According to the guidelines I was given practically everyone was eligible. But I did the math and it wasn’t a great bargain. The interest rates were high and the people who could least afford it would end up paying a lot of money for a small amount of credit.
I tried quietly explaining this to everyone who applied, (without my boss seeing) but every single person went for the coupons regardless. Finally one woman looked at me and said in tears, “I have to buy Christmas presents for my children. This is the only way I can do it.” I felt like such an idiot. I come from a relatively privileged background. I was aware that the applicants were struggling financially of course, which was why I was trying to steer them away from digging this hole for themselves. And for what, I remember stupidly, cluelessly thinking. For the kinds of things you can buy at a Woolworths? I hadn’t stopped to think why someone would go for them anyway, why they would need to go for them anyway.
I approved everyone (who was eligible) without a word after that.
I bring this up because I’ve read so many tweets and articles basically sneering at the people lining up for these holiday sales. Yes, some of those shoppers lack imagination for what they might do with a Friday, and some are shopaholics or hoarders or insane (the woman pepper spraying people to get them out of her way). But some of them are mothers who are struggling to buy their children Christmas presents. Or things they need. Or maybe something completely frivolous, because it’s hard to live on nothing but the bare necessities all the time.
Yes, I’m doubly sensitive about this these days because I’m on a tight budget myself. In fact, I think the only thing keeping me off those lines yesterday is the fact that I don’t have children!
So I feel lucky that this is what I got to do yesterday. My friends Ellen and Giovanni hosted a music party. Everyone had to bring two Brazilian songs and I was introduced to all this music I probably never would have heard otherwise, it was great. (That’s Giovanni and Ellen on the left, and some of the guests.)
2 thoughts on “Belittling Black Friday Shoppers”

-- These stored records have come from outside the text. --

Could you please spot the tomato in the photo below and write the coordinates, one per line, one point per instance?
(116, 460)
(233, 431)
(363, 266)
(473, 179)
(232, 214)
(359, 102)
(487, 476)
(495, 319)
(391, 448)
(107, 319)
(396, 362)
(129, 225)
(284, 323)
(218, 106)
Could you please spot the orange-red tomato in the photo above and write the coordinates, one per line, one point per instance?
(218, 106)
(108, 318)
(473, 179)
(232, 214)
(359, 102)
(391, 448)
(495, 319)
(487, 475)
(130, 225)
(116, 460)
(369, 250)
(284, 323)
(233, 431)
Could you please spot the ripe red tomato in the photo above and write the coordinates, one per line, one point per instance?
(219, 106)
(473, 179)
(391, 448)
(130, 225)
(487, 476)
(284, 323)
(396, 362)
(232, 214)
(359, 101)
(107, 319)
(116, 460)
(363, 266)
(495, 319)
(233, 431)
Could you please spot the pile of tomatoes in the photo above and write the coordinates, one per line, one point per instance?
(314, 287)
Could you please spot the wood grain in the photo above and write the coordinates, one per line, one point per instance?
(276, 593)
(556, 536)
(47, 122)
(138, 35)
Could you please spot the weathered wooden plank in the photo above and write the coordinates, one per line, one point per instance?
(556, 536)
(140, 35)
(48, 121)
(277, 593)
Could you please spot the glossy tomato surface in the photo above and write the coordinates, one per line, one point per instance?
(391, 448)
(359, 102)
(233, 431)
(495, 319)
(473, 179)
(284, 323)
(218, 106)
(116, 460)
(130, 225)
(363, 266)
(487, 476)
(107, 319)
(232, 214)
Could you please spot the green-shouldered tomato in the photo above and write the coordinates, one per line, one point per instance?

Interesting post. I grew up poor, and Christmas was a very, very sad time for me & my sisters. Back in those days, there were not many charitable efforts to help disadvantaged families. But even if there were, I doubt my mother/daddy would have allowed the help. I guess you could call us “poor but proud”…
As for the shoppers seeking bargains, I think the stores are somewhat to blame: They put out this blitz of advertising about great bargains, but stipulate there are LIMITED amounts of each item. Of course, that will cause the kind of mayhem we’ve just witnessed.
After I married, my late husband and I actually went in debt our first Christmas to give both sides of our families gifts. We learned a hard lesson that year, and as a result, we were debt-free by the time I was 35 (including paying off house mortgage and car). Never had debt since then. Sometimes it’s best to learn from your own mistakes.
Yeah, I agree. That was sad, reading about your childhood Christmases. How many sisters do you have?